How much larger can the largest singular value of a matrix be, relative to the largest eigenvalue?
Specifically, given some square matrix $A$ with spectral radius greater than $0$, can one derive a general bound $C(A) < \infty$ such that $$\sigma_1(A) \le C(A) \lvert \lambda_1(A)\rvert$$ where $\lambda_1(A)$ is the largest eigenvalue, and $\sigma_1(A)$ is the largest singular value? Obviously for this bound to be interesting $C(A)$ must be finite.

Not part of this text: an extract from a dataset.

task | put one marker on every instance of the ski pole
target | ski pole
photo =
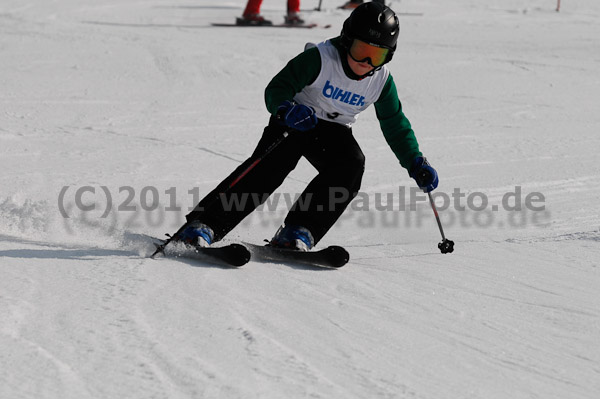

For symmetric matrices we can take C(A) to be $1$, but, generally, does there exist some (non-trivial) uniform bound that depends on, say the rank of $A$, or its dimensions, or its determinant, or its maximum entry, or smallest entry, etc.? If so, how would this bound scale? Polynomially, exponentially, etc.?
For simplicity, what about the case where $A$ is just a $2 \times 2$ matrix.
Edit:
So I guess, besides the fact the largest eigenvalue is smaller than the largest singular value, there isn't really any meaningful relationship between the magnitude of the largest eigenvalues and that of the largest singular value, for non-symmetric matrices. As pointed out in the comments, the singular values can always be trivially bounded by the square root of the product of the 1-norm and $\infty$-norm ($\sigma_1(A) \leq \sqrt{\lVert A \rVert_1 \lVert A \rVert_\infty}$) but there doesn't seem to exist any meaningful relationship between the largest singular value and the spectral radius.